Ist Gary Numan elektrisch?


Die Uber-Nacht-Sensation Englands betritt die Bühne des Hammersmith-Odeon in London: kaut er etwa noch Kaugummi? Gary Numan, der neue Superstar. Frenetischer Beifall. Seine erste Tournee war, ohne jede Plakatwerbung, bereits sechs Wochen vor Beginn ausverkauft. Seine neue LP und die Single „Cars“ sind beide Nummer 1 der Charts. Dabei hatte die Punkbewegung doch endgültig für das ‚Aus‘ der alten Superstars sorgen wollen. Heute sind die Punk-Mädchen, die Fans im Numan-Military-Look, die Hippies in ihren Gewändern und die Mods friedvoll vereint, ihren neuen Helden zu feiern. Ein Phänomen aus dem Nichts.

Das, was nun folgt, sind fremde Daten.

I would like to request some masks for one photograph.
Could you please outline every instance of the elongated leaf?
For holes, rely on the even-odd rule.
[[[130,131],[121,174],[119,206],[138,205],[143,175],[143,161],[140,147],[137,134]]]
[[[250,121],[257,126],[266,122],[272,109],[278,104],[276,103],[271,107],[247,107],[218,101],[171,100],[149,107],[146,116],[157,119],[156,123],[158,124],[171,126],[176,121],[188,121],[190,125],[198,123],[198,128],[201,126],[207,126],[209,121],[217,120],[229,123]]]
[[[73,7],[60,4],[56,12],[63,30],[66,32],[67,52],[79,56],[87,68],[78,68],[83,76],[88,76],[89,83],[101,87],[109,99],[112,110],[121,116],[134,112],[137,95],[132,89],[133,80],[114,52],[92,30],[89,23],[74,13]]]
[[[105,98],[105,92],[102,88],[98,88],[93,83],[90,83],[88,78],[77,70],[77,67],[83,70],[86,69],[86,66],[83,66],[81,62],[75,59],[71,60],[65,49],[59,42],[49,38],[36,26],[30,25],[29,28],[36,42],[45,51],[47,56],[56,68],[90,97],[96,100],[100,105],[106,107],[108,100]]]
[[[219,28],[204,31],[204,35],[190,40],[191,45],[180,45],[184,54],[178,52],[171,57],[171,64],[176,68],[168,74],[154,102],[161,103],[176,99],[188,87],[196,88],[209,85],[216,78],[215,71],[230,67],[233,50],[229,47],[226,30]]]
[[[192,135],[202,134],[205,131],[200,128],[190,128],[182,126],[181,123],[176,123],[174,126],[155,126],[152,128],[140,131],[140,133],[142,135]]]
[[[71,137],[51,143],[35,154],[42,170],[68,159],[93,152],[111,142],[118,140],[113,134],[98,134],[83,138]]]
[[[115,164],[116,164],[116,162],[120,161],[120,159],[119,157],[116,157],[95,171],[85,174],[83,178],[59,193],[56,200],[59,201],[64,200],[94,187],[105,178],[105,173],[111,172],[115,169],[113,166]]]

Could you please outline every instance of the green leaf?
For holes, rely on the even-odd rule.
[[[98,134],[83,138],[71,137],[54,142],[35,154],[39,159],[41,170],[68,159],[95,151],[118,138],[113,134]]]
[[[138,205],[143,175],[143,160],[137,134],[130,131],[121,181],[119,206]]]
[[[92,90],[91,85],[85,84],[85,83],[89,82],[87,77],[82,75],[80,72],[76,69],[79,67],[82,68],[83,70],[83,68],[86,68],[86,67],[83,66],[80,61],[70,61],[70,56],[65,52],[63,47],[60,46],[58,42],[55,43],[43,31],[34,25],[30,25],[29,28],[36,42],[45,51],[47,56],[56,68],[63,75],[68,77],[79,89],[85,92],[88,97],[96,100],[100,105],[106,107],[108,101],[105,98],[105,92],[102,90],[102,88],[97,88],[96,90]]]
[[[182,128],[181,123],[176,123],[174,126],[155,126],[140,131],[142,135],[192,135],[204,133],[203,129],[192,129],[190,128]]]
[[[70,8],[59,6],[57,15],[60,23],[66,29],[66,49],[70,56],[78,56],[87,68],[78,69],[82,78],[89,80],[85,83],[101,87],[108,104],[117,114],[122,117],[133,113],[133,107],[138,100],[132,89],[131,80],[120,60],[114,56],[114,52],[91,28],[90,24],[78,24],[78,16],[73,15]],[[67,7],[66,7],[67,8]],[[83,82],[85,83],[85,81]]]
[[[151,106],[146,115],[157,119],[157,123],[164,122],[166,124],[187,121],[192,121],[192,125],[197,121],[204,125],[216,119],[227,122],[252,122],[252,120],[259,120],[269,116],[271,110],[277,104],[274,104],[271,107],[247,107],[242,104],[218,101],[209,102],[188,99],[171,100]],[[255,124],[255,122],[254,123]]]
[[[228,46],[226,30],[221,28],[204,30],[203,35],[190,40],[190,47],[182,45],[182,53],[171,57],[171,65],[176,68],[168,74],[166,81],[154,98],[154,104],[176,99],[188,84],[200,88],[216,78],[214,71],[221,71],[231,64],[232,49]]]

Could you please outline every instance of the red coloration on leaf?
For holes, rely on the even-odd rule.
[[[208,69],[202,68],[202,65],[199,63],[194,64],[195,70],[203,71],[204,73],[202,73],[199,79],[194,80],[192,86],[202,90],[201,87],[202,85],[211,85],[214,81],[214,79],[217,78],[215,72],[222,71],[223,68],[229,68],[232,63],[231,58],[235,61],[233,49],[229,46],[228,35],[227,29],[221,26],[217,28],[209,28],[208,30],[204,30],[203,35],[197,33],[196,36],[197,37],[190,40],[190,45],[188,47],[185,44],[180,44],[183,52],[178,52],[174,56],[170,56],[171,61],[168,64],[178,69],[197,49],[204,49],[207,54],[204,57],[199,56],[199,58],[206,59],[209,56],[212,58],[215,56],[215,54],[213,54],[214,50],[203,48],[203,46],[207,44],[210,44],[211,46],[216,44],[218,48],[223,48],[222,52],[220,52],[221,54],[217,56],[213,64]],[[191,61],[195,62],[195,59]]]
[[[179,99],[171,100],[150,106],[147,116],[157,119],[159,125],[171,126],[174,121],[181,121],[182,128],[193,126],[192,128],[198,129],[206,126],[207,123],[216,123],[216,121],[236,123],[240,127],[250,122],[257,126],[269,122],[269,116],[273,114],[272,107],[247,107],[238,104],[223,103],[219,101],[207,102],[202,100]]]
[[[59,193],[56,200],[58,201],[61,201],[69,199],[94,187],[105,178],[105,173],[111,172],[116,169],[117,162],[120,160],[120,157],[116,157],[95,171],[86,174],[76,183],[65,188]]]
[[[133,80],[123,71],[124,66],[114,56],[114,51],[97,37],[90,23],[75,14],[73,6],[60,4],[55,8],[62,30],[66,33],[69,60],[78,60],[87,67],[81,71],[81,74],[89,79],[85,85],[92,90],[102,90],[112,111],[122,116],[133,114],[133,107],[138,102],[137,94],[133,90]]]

Ganz in Schwarz, das Blond seiner Haare ausgewaschen, mit kalkulierten Gesten, manchmal etwas unsicher, trotzdem aber kontrolliert, konfrontiert der Selfmade-Man die angetretenen Gläubigen mit einer kostspieligen, bombastischen Licht- und Soundorgie. Fünf Meter über dem Superstar thronen die Synthesizer-Spieler im Lichtgerüst, sie bilden die Grundlage für den Numan-Sound, eine clevere Mischung aus eingängigen eintönigen Harmonien. Numans kalte Stimme paßt sich dem monotonen Klanggebilde an. Kein Witz, keine Emotion, allenfalls ein knappes Lächeln kommt von der Bühne. Aber die Fans sind’s zufrieden. Beim letzten Stück springen sie von den Sitzen auf: zwei leuchtende Pyramiden kreiseln neben dem Bowie-Schüler. Ob die Vorbilder Bowie (für den musikalischen Teil) und Ultravox (für die 80er Jahre) ausreichen? Numan genießt den Beifall der Menge. Er ist erst 21, da kommt noch einiges. Vielleicht kann er seine Science-Fiction-Visionen dann mit Leben füllen. Clever ist er, aber ob es zum Genie reicht? PS: Seiner englischen Schallplattenfirma, ist Gary allerdings einiges wert. Für den Erfolg seiner Single „Cars“ schenkte sie ihrem Star einen weißen Corvette Stingray!